If you want to lead a team that delivers the data products powering mission-critical AI systems, join mission - this role is for you.
:Responsibilities
Lead and grow the Data Engineering team - hiring, mentoring, and developing engineers while fostering a culture of ownership and data quality.
Define the data modeling strategy - dimensional models, data marts, and semantic layers that serve analytics, reporting, and ML use cases.
Own ETL/ELT pipeline development using platform tooling - orchestrated workflows that extract from sources, apply business logic, and load into analytical stores.
Drive data quality as a first-class concern - validation frameworks, testing, anomaly detection, and SLAs for data freshness and accuracy.
Establish lineage and documentation practices - ensuring consumers understand data origins, transformations, and trustworthiness.
Partner with stakeholders to understand data requirements and translate them into well-designed data products.
Build and maintain data contracts with consumers - clear interfaces, versioning, and change management.

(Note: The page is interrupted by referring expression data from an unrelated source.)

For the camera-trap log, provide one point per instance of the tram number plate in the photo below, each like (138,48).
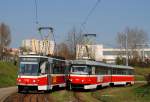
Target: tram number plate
(100,79)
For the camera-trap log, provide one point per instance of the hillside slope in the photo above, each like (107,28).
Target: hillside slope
(8,74)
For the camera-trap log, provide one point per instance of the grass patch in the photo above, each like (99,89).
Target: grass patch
(135,93)
(140,73)
(8,74)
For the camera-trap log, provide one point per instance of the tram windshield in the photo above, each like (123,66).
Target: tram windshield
(79,70)
(29,68)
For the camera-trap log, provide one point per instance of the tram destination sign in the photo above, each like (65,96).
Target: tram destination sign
(28,59)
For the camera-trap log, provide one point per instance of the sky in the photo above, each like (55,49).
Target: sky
(108,18)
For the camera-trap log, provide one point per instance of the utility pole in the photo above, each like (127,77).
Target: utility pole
(126,49)
(143,47)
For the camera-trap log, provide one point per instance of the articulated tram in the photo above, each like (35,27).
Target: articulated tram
(40,73)
(89,74)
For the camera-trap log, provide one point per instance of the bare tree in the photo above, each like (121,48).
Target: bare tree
(133,36)
(5,38)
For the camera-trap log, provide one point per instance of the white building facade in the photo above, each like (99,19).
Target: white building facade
(99,53)
(39,46)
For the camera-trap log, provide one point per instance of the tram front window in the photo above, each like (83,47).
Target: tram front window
(29,69)
(79,70)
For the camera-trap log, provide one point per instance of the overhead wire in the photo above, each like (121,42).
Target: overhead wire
(89,14)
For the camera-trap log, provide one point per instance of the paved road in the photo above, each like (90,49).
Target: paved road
(5,92)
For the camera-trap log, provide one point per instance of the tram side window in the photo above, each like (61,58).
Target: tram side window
(101,71)
(58,67)
(44,68)
(130,72)
(119,72)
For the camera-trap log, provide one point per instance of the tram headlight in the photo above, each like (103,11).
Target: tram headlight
(34,81)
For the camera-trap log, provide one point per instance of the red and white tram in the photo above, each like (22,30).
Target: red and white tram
(89,74)
(40,73)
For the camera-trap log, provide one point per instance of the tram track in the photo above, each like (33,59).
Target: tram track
(17,97)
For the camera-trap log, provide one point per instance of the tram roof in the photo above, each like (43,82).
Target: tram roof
(40,56)
(96,63)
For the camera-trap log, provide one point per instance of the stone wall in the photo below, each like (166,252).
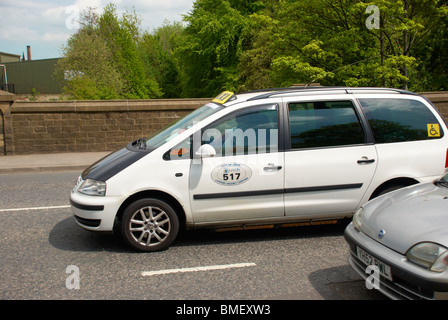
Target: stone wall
(76,126)
(30,127)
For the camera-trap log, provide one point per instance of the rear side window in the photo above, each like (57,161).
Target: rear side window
(324,124)
(400,120)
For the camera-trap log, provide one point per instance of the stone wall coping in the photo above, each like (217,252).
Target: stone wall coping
(106,105)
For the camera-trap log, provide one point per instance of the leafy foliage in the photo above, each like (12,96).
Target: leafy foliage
(242,45)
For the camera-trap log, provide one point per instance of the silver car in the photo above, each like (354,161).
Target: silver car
(402,238)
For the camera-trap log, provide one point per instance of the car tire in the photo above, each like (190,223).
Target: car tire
(149,225)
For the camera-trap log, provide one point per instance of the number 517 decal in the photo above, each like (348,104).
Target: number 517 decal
(231,174)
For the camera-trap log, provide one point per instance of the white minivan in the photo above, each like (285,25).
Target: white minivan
(279,157)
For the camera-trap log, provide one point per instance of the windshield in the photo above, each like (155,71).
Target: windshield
(160,138)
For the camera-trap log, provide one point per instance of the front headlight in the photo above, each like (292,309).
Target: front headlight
(430,255)
(357,218)
(93,188)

Collaborate with Data Platform to define requirements for new platform capabilities; work with Datastores on database needs; partner with ML, Data Science, Analytics, Engineering, and Product teams to deliver trusted data.

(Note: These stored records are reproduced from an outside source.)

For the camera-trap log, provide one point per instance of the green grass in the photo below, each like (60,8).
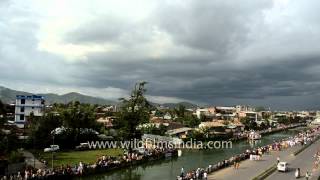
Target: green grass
(74,157)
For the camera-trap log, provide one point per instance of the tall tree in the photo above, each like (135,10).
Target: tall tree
(134,111)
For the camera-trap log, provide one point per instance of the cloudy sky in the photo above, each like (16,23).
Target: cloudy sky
(209,52)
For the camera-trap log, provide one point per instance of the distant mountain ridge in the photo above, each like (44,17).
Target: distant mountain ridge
(8,96)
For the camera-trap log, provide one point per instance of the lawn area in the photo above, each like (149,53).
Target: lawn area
(74,157)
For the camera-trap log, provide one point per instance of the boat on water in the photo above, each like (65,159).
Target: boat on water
(253,135)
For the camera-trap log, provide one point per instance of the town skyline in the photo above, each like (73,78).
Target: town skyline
(208,52)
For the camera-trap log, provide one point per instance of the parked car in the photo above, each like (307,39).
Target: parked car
(282,166)
(82,146)
(52,148)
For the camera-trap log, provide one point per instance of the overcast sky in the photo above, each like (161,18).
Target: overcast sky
(219,52)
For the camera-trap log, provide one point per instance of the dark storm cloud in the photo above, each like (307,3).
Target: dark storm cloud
(210,25)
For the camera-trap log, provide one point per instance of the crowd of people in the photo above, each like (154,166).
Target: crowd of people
(253,154)
(102,164)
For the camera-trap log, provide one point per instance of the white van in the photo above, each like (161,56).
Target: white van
(282,166)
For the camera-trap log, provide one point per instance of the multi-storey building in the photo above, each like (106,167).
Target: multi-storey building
(25,105)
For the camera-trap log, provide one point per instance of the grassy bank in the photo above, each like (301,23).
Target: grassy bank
(74,157)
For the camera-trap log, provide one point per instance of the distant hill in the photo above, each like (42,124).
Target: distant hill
(185,104)
(8,96)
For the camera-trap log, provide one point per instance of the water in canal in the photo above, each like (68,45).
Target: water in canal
(190,159)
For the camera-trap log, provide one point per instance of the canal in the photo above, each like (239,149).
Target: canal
(190,159)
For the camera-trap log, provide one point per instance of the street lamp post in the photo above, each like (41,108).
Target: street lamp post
(52,152)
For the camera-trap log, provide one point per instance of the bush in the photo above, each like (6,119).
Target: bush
(15,157)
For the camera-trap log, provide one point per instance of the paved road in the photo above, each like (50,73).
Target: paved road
(250,169)
(304,161)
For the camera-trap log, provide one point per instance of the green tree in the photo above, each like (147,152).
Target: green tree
(134,111)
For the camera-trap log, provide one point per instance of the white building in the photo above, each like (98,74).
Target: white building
(25,105)
(200,112)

Design retrieval-friendly data products - RAG-ready paths, feature tables, and embedding pipelines - while maintaining freshness and governance SLAs.
Requirements: 8+ years in data engineering, analytics engineering, or BI development, with 2+ years leading teams or technical functions. Hands-on experience building data pipelines and models at scale.

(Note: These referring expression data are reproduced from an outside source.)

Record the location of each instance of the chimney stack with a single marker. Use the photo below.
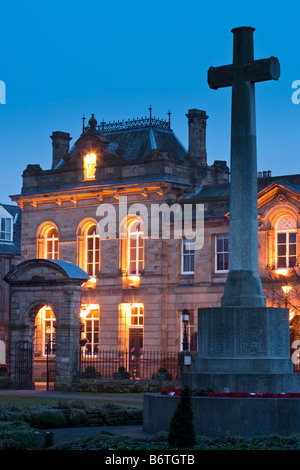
(197, 135)
(60, 146)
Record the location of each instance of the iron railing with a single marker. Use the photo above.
(115, 364)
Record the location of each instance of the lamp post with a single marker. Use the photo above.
(286, 289)
(185, 321)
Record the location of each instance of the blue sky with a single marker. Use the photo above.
(63, 59)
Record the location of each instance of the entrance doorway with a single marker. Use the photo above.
(135, 351)
(44, 345)
(136, 338)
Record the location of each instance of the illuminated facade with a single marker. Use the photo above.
(138, 286)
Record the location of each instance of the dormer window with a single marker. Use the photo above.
(6, 225)
(89, 166)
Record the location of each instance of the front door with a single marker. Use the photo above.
(135, 351)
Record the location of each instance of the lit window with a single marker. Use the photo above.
(187, 256)
(135, 248)
(6, 229)
(286, 239)
(45, 332)
(192, 335)
(90, 315)
(51, 243)
(90, 166)
(92, 251)
(136, 315)
(221, 254)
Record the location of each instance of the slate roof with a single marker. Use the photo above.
(72, 270)
(14, 247)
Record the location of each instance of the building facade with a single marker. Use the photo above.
(94, 209)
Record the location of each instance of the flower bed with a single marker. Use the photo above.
(176, 392)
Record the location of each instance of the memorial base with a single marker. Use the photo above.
(243, 349)
(217, 417)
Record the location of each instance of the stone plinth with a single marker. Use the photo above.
(244, 349)
(216, 417)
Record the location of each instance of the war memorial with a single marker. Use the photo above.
(243, 346)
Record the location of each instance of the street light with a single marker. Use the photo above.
(286, 289)
(185, 321)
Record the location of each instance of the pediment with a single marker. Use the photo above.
(278, 193)
(42, 271)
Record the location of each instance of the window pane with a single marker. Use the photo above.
(281, 262)
(281, 250)
(281, 237)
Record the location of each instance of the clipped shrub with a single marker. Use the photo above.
(78, 417)
(181, 431)
(49, 418)
(17, 436)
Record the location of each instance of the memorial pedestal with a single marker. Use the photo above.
(243, 349)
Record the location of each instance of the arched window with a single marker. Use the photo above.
(135, 248)
(51, 244)
(92, 248)
(90, 166)
(89, 247)
(48, 241)
(286, 242)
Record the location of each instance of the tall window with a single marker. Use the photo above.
(192, 335)
(51, 244)
(221, 253)
(6, 229)
(90, 166)
(135, 248)
(92, 251)
(90, 315)
(136, 315)
(48, 241)
(187, 256)
(286, 237)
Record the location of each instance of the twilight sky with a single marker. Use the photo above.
(62, 59)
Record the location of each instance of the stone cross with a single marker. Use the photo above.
(243, 286)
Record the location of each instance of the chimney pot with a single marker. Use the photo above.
(60, 146)
(197, 135)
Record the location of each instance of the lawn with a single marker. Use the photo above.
(93, 400)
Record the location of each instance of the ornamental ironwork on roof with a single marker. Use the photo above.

Data modeling - Dimensional modeling (Kimball), data vault, or similar; fact/dimension design, slowly changing dimensions, semantic layers
Transformation frameworks - dbt, Spark SQL, or similar; modular SQL, testing, documentation-as-code
Orchestration - Airflow, Dagster, or similar; DAG design, dependency management, scheduling, failure handling, backfills
Data quality - Great Expectations, dbt tests, Soda, or similar; validation rules, anomaly detection, freshness monitoring
Batch processing - Spark, SQL engines; large-scale transformations, optimization, partitioning strategies
Lineage & cataloging - DataHub, OpenMetadata, Atlan, or similar; metadata management, impact analysis, documentation
Messaging & CDC - Kafka, Debezium; event-driven ingestion, change data capture patterns
Languages - SQL (advanced), Python; testing practices, code quality, version control
This position is open to all candidates.